Foundation Medicine and Flatiron Health are introducing a novel capability for supporting companion diagnostic (CDx) regulatory filings with real-world data from the Flatiron Health-Foundation Medicine Clinico-Genomic Database (CGDB). CGDB integrates de-identified clinical data from electronic health records with comprehensive genomic profiling data.
Foundation Medicine believes that traditional CDx filings based on clinical trial data may be complemented by incorporating fit-for-purpose real-world data from the CGDB. This approach aims to offer a strong, real-world-informed clinical validation package for precision oncology companion diagnostics. As an indicator of the potential utility of this approach, the company points to the success of the CDx filing for the drug entrectinib, which was FDA approved in 2022. As a condition of this approval, Foundation Medicine will conduct a post-approval study powered by the CGDB to further demonstrate FoundationOne CDx’s ability to identify NSCLC patients with ROS1 fusions who may respond to entrectinib. This milestone highlights the potential for use of fit-for-purpose real-world data from CGDB in CDx filings.
Towards Fit-For-Purpose Real-World Evidence for CDx Filings
The new capability, called CGDB powered CDx, has been built to address the company’s Fit-for-Purpose Real-World Evidence for CDx Filings Checklist (see figures 1 and 2). The CGDB powered CDx capability includes access to traceable clinical data, linked genomics data traceable back to their controlled systems of record at Foundation Medicine, validated real-world endpoints including real-world response rate (rwRR), and radiology scans where available. With 60 percent of all approved US companion diagnostic (CDx) indications for NGS testing, the capability also includes Foundation Medicine’s regulatory experience in navigating CDx submissions. As the only genomics laboratory with a robust, pan-tumor clinico-genomic dataset developed in partnership with Flatiron Health, Foundation Medicine believes CGDB powered CDx to be a unique capability in the companion diagnostics industry.
Contextualizing the Move
After the 21st Century Cures Act was passed in 2016, the FDA’s Oncology Center of Excellence has observed a significant increase in the number of drug filings leveraging real-world data, including support for effectiveness (see figure 3). This momentum has led Foundation Medicine to consider how real-world data might support their device filings. Foundation Medicine has highlighted several potential use cases, ranging from contextualizing patient populations as well as providing evidence of efficacy and effectiveness in the supplemental pre-market approval (sPMA) submission setting, the post-marketing setting, or potential label-expansion settings (see figure 4).
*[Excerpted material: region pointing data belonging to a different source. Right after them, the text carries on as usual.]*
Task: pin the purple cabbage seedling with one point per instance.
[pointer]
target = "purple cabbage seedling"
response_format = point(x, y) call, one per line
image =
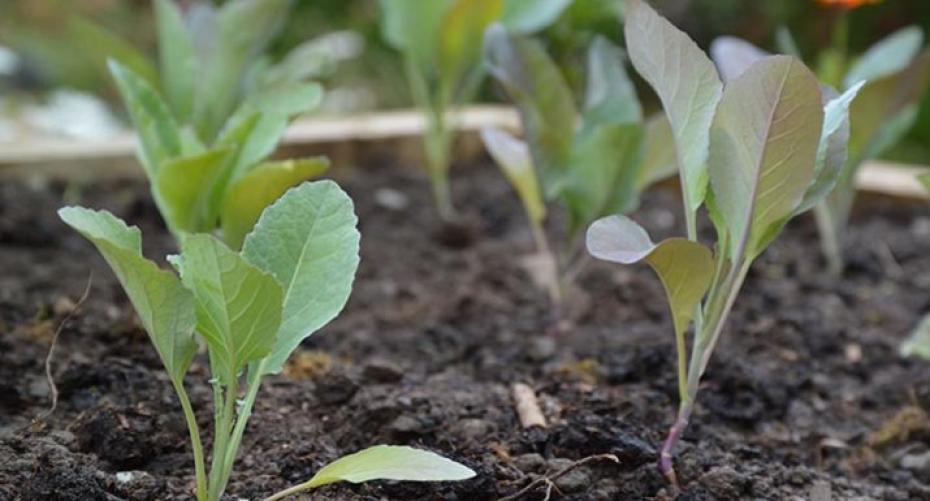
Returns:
point(755, 153)
point(595, 160)
point(440, 41)
point(893, 76)
point(251, 309)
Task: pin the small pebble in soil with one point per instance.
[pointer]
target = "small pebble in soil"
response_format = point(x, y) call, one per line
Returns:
point(530, 463)
point(335, 388)
point(575, 480)
point(381, 371)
Foundation Medicine also sees potential in adding new molecular alterations to already approved companion diagnostics that fit within the FDA-approved drug label, using RWE as evidence. For example, including additional molecular alterations to a given CDx’ biomarker definition may be appropriate as real-world evidence on additional alterations becomes available. For example, in a manuscript published in Clinical Cancer Research, Foundation Medicine and University of California San Francisco (UCSF) researchers leveraged CGDB to demonstrate the real-world effectiveness of alpelisib in a broader array of PIK3CA mutations than indicated in the product’s initial CDx label and associated biomarker definition. A CGDB-powered CDx approach could help optimize CDx labels over time to promote the most up-to-date treatment recommendations.
Background on CGDB
In 2016, Flatiron Health and Foundation Medicine began collaborating on the Clinico-Genomic Database (CGDB) which combines genomic data with clinical data, resulting in a more complete picture of patients living with cancer. Foundation Medicine contributes data from its comprehensive genomic profiling tests, which provides information on more than 300 cancer-relevant genes and complex signatures to support treatment decisions. The clinical data comes from Flatiron’s EHR database — de-identified datasets that include patients’ demographic information, treatments, and clinical outcomes — all curated with three-month recency. The de-identified CGDB dataset has been used to support over 100 publications and/or abstracts, including several oral abstract sessions at the American Society of Clinical Oncology annual meeting, including this year’s “Tumor mutational burden (TMB) measurement from an FDA-approved assay and real-world overall survival (rwOS) on single-agent immune checkpoint inhibitors (ICI) in over 8,000 patients across 24 cancer types,” presented by David Gandara.